Laddove tale mediazione fallisse, ci troveremmo nella situazione più grave dove il bambino: “[…] diventa «l’oggetto» della madre e non ha altra funzione ormai che di rivelare la verità di questo oggetto. Il bambino realizza […] l’oggetto a nel fantasma. Sostituendosi a quest’oggetto egli satura la forma di mancanza in cui si specifica il desiderio (della madre), qualunque sia la sua struttura particolare: nevrotica, perversa o psicotica” [10]. La clinica, con J. Lacan, ci insegna come reperire le singolari posizioni.
J.-A. Miller nel testo L’inconscio reale, indica come il primato del simbolico sia sviluppato lungo l’insegnamento di J. Lacan e losuddivide in tre differenti fasi per arrivare alla “destrutturazione del simbolico” [11].
Ciò che emerge è che il simbolico, lungi dal rappresentare un rifugio per l’essere parlante, diventa il male stesso. Rileggendo poi il Seminario XXIV scrive: “Cito Lacan, nella sesta lezione de L’insu que sait de l’une-bévue: «Insomma, l’ideale sarebbe di farla finita con il simbolico». Possiamo dire che questo è il movimento principale di quest’ultimissimo insegnamento, poiché questa idea Lacan la traduce subito chiudendo la frase: «in altre parole, di non dire niente»” [12].
Come interrogare allora il funzionamento della famiglia contemporanea, le sue forme e i suoi attuali disagi alla luce di questo nuovoideale che può far a meno del simbolico? Da qui nuovi interrogativi e invenzioni attengono agli psicoanalisti a partire dalla loro pratica clinica.
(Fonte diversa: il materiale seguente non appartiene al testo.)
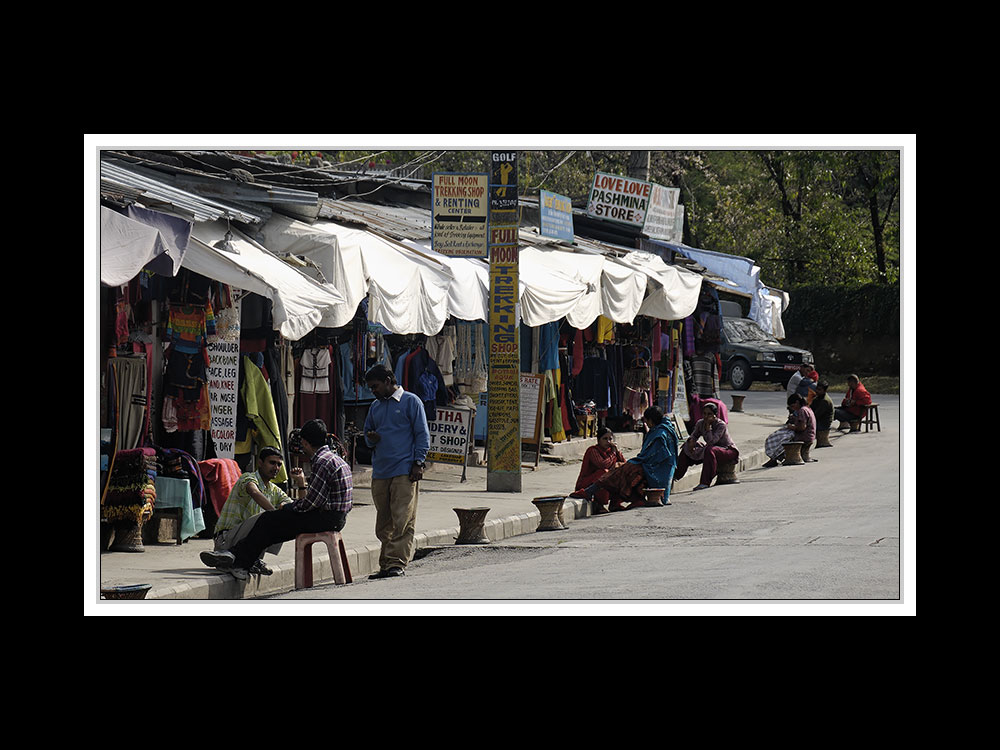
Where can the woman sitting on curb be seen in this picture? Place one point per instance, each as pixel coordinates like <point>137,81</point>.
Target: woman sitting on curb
<point>598,461</point>
<point>653,467</point>
<point>717,447</point>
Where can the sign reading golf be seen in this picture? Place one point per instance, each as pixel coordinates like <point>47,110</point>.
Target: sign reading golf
<point>459,211</point>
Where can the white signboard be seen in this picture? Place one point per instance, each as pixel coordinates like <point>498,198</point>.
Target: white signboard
<point>662,213</point>
<point>223,379</point>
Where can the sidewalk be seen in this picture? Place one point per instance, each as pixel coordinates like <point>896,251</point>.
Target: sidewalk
<point>176,572</point>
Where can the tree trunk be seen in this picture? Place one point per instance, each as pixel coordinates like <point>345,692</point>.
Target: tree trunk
<point>638,165</point>
<point>883,277</point>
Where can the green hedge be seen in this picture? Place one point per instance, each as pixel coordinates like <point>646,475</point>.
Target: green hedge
<point>848,328</point>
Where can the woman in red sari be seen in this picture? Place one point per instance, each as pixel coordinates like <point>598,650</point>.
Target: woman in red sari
<point>598,461</point>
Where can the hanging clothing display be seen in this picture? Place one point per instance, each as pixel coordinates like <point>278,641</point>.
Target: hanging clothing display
<point>189,326</point>
<point>316,364</point>
<point>315,373</point>
<point>131,493</point>
<point>594,383</point>
<point>442,351</point>
<point>263,427</point>
<point>470,370</point>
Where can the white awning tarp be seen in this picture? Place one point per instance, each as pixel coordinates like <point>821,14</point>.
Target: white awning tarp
<point>299,302</point>
<point>611,290</point>
<point>176,233</point>
<point>332,263</point>
<point>672,293</point>
<point>409,289</point>
<point>127,246</point>
<point>469,293</point>
<point>547,292</point>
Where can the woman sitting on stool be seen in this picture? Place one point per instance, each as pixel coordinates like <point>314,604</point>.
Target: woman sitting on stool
<point>717,448</point>
<point>801,426</point>
<point>598,461</point>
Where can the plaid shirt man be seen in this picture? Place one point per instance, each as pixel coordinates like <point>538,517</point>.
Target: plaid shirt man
<point>331,484</point>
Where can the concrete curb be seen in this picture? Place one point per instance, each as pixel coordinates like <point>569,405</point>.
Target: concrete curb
<point>364,560</point>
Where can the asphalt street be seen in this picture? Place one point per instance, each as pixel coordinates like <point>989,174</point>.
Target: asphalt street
<point>826,534</point>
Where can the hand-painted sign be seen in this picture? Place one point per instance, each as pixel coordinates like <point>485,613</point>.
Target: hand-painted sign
<point>451,435</point>
<point>223,378</point>
<point>622,199</point>
<point>503,180</point>
<point>503,435</point>
<point>459,213</point>
<point>557,216</point>
<point>661,217</point>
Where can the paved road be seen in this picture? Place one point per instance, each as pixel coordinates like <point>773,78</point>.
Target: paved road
<point>828,533</point>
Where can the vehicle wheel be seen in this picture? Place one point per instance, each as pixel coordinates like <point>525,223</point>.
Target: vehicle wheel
<point>740,377</point>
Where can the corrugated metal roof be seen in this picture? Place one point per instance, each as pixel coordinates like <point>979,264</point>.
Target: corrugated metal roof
<point>137,184</point>
<point>404,222</point>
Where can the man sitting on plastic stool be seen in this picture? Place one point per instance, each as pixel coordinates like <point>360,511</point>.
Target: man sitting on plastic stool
<point>324,507</point>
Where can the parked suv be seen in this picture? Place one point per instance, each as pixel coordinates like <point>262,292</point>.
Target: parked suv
<point>749,354</point>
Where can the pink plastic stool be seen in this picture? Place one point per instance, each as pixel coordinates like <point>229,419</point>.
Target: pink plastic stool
<point>303,558</point>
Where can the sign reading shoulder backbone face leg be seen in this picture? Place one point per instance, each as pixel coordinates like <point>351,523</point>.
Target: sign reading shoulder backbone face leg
<point>459,213</point>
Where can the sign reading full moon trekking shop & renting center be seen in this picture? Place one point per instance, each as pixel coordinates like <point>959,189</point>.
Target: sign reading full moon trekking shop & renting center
<point>459,214</point>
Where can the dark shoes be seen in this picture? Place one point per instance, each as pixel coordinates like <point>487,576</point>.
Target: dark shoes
<point>390,573</point>
<point>221,560</point>
<point>259,569</point>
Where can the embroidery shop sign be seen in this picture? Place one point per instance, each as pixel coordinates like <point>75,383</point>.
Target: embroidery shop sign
<point>451,435</point>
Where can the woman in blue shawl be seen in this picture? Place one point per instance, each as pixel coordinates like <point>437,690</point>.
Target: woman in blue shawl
<point>653,467</point>
<point>658,456</point>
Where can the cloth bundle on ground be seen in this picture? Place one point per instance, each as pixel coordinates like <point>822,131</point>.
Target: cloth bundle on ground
<point>219,476</point>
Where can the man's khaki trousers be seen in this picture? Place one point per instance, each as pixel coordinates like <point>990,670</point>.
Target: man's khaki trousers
<point>395,519</point>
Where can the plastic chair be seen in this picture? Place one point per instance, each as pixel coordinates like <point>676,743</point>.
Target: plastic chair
<point>303,558</point>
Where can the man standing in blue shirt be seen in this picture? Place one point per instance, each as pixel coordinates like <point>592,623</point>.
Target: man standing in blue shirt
<point>396,431</point>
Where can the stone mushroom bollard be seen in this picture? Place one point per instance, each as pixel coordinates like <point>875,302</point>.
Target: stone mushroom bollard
<point>727,474</point>
<point>470,523</point>
<point>793,453</point>
<point>551,510</point>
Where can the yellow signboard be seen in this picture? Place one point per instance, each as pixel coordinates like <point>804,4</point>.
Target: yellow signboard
<point>503,408</point>
<point>459,214</point>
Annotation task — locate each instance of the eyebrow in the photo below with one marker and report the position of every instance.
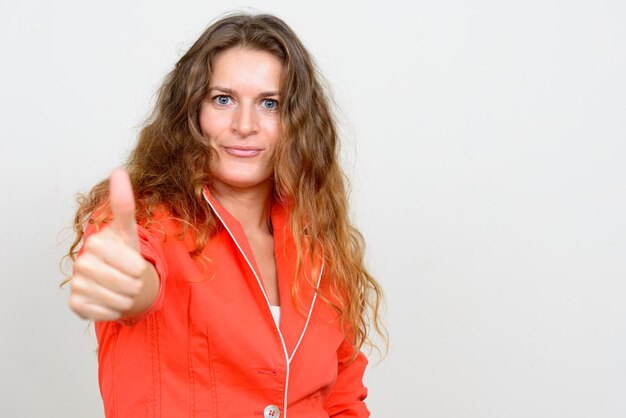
(230, 91)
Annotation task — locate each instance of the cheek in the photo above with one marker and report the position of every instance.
(273, 131)
(211, 125)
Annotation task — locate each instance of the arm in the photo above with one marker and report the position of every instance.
(347, 396)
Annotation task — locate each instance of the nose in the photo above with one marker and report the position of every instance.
(244, 120)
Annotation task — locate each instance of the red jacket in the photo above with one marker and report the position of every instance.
(209, 346)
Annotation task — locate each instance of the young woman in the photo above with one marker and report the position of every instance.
(220, 267)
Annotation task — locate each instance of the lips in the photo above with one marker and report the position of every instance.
(239, 151)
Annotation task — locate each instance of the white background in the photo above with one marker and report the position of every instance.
(486, 142)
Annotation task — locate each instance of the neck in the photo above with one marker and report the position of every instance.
(250, 206)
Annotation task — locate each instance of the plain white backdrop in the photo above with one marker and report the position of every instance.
(486, 143)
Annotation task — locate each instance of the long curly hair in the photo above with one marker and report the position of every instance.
(170, 164)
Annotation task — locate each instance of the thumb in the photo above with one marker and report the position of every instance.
(123, 207)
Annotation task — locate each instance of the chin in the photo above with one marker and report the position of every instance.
(244, 182)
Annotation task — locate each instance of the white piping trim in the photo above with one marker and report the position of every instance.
(308, 317)
(266, 300)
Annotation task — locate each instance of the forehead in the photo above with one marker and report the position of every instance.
(246, 69)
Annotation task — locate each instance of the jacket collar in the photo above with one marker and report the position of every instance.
(295, 316)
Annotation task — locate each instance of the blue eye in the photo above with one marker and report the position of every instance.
(221, 100)
(270, 104)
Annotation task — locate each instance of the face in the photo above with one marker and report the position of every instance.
(240, 117)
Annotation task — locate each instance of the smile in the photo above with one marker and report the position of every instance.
(243, 151)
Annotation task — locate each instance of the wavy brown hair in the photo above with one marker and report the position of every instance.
(170, 165)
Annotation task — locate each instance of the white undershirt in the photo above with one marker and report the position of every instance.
(276, 313)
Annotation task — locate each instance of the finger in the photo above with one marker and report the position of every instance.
(87, 310)
(123, 207)
(107, 276)
(90, 292)
(100, 313)
(108, 247)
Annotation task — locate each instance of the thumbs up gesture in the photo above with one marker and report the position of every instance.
(111, 279)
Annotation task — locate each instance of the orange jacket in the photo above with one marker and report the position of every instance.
(209, 346)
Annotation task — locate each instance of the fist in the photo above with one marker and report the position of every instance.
(109, 280)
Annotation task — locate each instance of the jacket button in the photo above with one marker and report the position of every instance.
(271, 411)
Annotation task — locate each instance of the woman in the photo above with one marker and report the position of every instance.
(221, 268)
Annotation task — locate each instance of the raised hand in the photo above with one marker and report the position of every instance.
(111, 279)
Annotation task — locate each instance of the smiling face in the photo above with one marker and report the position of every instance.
(240, 117)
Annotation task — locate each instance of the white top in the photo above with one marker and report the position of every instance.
(276, 314)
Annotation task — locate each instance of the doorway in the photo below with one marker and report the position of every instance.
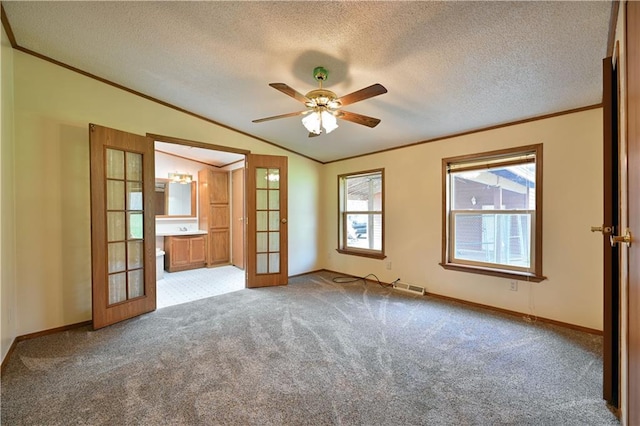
(182, 222)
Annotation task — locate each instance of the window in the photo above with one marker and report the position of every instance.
(493, 213)
(361, 213)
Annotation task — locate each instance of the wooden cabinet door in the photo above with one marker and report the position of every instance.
(197, 250)
(179, 251)
(219, 246)
(219, 215)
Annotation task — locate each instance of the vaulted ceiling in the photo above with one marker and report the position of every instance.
(449, 67)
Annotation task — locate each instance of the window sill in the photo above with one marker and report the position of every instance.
(502, 273)
(362, 253)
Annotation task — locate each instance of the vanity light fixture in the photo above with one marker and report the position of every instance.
(180, 177)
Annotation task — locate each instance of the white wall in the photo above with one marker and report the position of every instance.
(572, 202)
(8, 305)
(53, 107)
(166, 164)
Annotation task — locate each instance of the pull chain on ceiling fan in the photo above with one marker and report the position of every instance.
(323, 106)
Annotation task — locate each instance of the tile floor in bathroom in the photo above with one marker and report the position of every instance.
(186, 286)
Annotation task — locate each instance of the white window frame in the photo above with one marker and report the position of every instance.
(531, 270)
(343, 246)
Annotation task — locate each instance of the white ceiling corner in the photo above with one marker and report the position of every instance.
(449, 67)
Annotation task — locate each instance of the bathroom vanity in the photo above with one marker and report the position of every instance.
(185, 251)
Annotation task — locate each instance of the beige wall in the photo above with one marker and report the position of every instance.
(53, 107)
(52, 111)
(572, 202)
(7, 215)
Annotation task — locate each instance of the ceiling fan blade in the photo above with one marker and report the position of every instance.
(362, 94)
(358, 118)
(275, 117)
(289, 91)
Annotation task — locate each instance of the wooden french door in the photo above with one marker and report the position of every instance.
(611, 257)
(122, 225)
(633, 193)
(266, 198)
(237, 221)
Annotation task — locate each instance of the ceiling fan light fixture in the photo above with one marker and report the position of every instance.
(312, 122)
(329, 121)
(318, 120)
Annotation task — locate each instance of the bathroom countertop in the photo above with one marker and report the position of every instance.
(178, 233)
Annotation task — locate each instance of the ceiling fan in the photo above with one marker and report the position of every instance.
(324, 106)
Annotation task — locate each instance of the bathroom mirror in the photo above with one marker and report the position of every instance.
(175, 199)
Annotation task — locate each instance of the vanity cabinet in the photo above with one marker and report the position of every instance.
(185, 252)
(214, 214)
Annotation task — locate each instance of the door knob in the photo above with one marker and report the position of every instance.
(626, 238)
(604, 229)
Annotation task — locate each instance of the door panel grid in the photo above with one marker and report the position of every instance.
(267, 220)
(125, 246)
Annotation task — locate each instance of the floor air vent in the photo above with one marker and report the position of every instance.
(408, 287)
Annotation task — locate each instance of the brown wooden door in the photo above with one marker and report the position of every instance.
(122, 225)
(237, 221)
(197, 249)
(266, 189)
(611, 258)
(633, 182)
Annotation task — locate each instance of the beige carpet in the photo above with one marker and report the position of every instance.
(311, 353)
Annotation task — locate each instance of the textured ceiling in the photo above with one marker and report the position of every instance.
(449, 67)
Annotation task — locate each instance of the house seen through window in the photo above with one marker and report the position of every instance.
(493, 213)
(361, 215)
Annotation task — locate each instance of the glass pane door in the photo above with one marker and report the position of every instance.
(125, 224)
(267, 220)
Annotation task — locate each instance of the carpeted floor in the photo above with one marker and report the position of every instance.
(314, 353)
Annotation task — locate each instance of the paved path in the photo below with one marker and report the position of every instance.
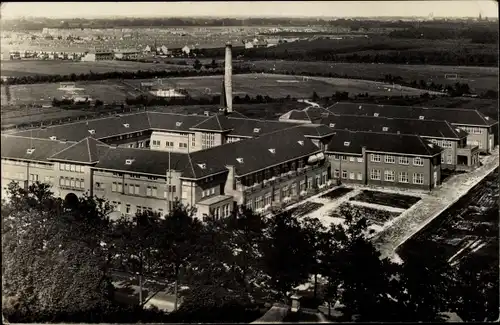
(417, 217)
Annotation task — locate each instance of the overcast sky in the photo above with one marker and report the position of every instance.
(443, 8)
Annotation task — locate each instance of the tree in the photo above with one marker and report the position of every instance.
(197, 64)
(52, 257)
(285, 254)
(136, 241)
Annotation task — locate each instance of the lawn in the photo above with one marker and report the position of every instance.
(478, 78)
(336, 193)
(374, 216)
(106, 91)
(51, 67)
(275, 85)
(388, 199)
(305, 208)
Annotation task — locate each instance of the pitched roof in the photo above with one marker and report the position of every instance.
(255, 153)
(429, 128)
(452, 115)
(353, 142)
(16, 147)
(144, 161)
(84, 151)
(102, 128)
(217, 123)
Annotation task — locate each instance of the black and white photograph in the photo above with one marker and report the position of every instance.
(250, 162)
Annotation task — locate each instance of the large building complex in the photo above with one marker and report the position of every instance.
(148, 160)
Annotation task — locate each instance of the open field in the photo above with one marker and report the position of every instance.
(478, 78)
(106, 91)
(275, 85)
(470, 223)
(52, 67)
(388, 199)
(374, 216)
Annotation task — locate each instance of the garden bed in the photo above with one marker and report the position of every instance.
(305, 208)
(336, 193)
(374, 216)
(390, 199)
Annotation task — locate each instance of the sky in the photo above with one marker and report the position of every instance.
(464, 8)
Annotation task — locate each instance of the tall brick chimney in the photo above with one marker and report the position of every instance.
(228, 78)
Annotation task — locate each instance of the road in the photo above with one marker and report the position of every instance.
(416, 218)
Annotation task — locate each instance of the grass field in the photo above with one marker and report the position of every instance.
(106, 91)
(478, 78)
(275, 85)
(49, 67)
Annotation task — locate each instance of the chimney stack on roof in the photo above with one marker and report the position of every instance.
(228, 76)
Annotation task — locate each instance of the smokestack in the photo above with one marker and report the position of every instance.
(228, 78)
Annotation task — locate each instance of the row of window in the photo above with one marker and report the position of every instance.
(417, 161)
(71, 168)
(75, 183)
(472, 130)
(390, 176)
(210, 191)
(286, 192)
(442, 143)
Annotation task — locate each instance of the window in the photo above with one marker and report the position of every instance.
(418, 178)
(389, 175)
(449, 159)
(403, 177)
(417, 161)
(375, 174)
(390, 159)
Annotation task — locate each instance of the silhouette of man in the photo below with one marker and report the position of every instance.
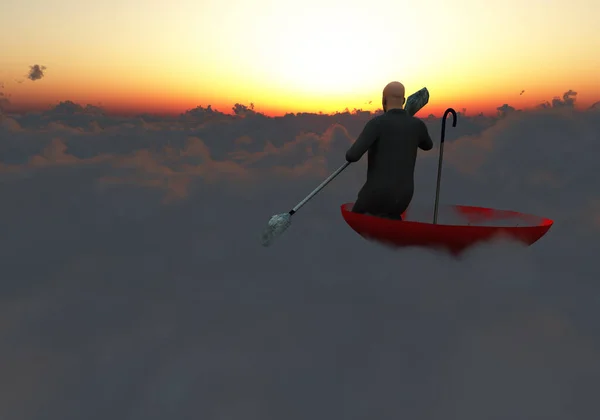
(392, 140)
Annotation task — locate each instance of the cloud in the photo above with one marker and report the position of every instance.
(36, 72)
(134, 284)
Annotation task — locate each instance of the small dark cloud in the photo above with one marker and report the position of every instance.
(36, 72)
(504, 110)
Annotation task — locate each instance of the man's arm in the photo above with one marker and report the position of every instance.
(425, 142)
(363, 142)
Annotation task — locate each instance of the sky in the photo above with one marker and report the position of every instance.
(134, 285)
(133, 56)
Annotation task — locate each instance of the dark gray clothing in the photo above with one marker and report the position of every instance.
(392, 140)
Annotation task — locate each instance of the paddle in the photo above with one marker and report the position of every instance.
(280, 222)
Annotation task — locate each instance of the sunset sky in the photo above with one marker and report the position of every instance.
(313, 55)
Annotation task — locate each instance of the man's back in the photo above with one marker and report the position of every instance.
(392, 140)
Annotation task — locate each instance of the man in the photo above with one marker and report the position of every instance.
(392, 140)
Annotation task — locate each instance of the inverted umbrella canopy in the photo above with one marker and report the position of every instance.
(481, 224)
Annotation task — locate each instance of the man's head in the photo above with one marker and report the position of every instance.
(393, 96)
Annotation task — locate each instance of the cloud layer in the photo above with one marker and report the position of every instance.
(134, 285)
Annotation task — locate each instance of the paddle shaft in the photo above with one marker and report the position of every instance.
(319, 188)
(439, 180)
(414, 103)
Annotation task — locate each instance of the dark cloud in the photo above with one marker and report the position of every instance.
(36, 72)
(504, 110)
(134, 285)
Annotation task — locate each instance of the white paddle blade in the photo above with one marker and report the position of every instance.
(277, 225)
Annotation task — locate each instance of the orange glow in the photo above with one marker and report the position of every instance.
(162, 57)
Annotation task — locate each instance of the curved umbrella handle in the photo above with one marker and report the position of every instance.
(437, 190)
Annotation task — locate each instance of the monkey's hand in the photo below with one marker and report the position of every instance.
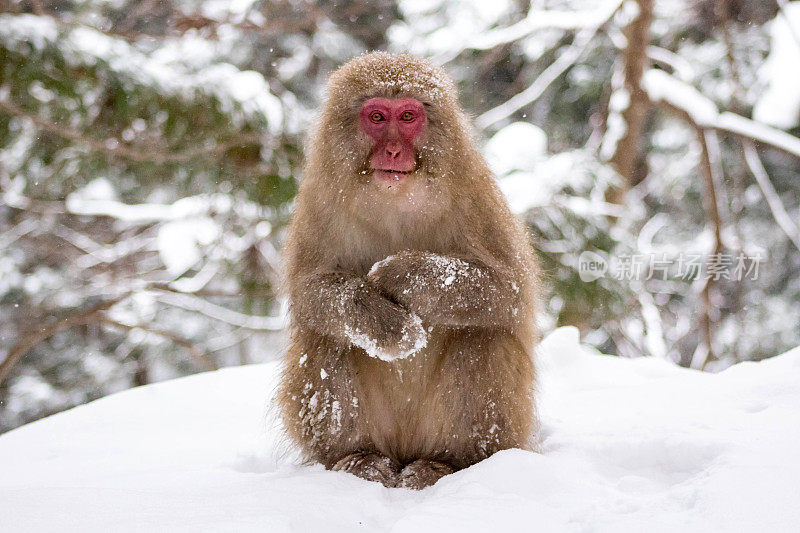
(355, 312)
(455, 291)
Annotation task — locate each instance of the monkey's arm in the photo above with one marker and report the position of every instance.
(448, 290)
(353, 311)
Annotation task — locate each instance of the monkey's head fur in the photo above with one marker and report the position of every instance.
(340, 151)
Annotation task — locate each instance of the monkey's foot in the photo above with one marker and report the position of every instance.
(370, 466)
(423, 473)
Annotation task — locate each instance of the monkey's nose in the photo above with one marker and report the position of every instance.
(393, 150)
[1] J. Lacan, Nota sul bambino [1969], in Altri Scritti, Einaudi, Torino 2013, p. 367.
[2] Ibidem
[3] Ibidem
[4] E. Laurent, Istituzione del fantasma, fantasmi dell’Istituzione, in La Psicoanalisi, n. 59, Astrolabio, Roma 2016, p. 35.
[5] Ibidem
[6] J.Lacan Nota sul bambino [1969], in Altri Scritti, Einaudi, Torino 2013, p. 367.
[7] Ibidem
[8] Ibidem
[9] J. Lacan Ogni possibile trattamento della psicosi [1955-56], in Scritti, vol. II, Einaudi, Torino 1974,
p. 553.
[10] J.Lacan, «Nota sul bambino» [1969], in Altri Scritti, Einaudi, Torino 2013, p. 367-368.
[11] J.-A.Miller, «L’inconscio reale», Corso tenuto al Dipartimento di Psicoanalisi dell’Università di Parigi VIII nell’anno 2006-7, in LaPsicoanalisi n 49,Astrolabio, Roma 2011, pp. 217-225.